Rhea stemmte sich gegen die Wand und stand Wache, während Mikhailis sich der Lücke näherte. Er drängte sich vorsichtig hindurch und spitzte die Ohren, um jedes Geräusch von sich bewegenden Steinen zu hören. Auf der anderen Seite fand er einen kleinen Raum – vielleicht die Überreste eines weiteren Ganges –, der mit Trümmern übersät war. Ein kurzer Blick verriet ihm, dass es keine Sackgasse war.

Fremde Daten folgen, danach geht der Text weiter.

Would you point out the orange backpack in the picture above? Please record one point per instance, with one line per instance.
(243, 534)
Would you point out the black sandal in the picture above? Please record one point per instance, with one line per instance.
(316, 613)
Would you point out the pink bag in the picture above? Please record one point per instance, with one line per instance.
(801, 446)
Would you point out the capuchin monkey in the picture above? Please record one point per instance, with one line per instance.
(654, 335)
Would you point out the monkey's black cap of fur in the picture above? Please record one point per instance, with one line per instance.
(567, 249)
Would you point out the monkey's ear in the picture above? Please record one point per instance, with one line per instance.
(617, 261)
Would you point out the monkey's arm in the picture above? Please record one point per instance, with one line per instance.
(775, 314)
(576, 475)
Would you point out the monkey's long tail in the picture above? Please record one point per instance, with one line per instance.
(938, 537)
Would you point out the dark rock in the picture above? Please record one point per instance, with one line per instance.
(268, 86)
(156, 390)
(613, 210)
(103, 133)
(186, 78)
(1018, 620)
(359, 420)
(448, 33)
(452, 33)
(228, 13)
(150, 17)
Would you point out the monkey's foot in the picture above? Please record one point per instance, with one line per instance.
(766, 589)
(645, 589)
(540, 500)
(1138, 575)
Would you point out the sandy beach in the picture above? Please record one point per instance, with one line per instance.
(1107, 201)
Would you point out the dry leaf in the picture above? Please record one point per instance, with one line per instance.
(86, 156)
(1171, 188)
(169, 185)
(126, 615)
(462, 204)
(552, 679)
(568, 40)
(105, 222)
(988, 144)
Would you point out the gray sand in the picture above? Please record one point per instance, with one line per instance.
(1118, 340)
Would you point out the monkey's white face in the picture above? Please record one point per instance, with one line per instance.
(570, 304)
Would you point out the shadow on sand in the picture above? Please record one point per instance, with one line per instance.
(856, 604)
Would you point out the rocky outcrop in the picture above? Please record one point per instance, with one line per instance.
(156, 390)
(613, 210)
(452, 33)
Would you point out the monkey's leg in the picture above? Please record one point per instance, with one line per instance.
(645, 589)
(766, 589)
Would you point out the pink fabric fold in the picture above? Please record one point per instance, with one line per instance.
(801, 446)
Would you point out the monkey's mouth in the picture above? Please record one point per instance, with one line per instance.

„Wir können durch“, rief er leise. „Aber pass auf deinen Kopf auf.“
Einer nach dem anderen zwängten sie sich an den scharfen Kanten der zerbrochenen Platte vorbei. Lira reichte ihm das Fragment zurück, sobald sie durch war, und atmete erleichtert aus. Er spürte wieder, wie es pulsierte, und merkte, wie sehr er sich an dieses stetige Summen gewöhnt hatte. Was sagt das über mich aus? fragte er sich und verdrängte den Gedanken.
Auf der anderen Seite ging der Gang weiter.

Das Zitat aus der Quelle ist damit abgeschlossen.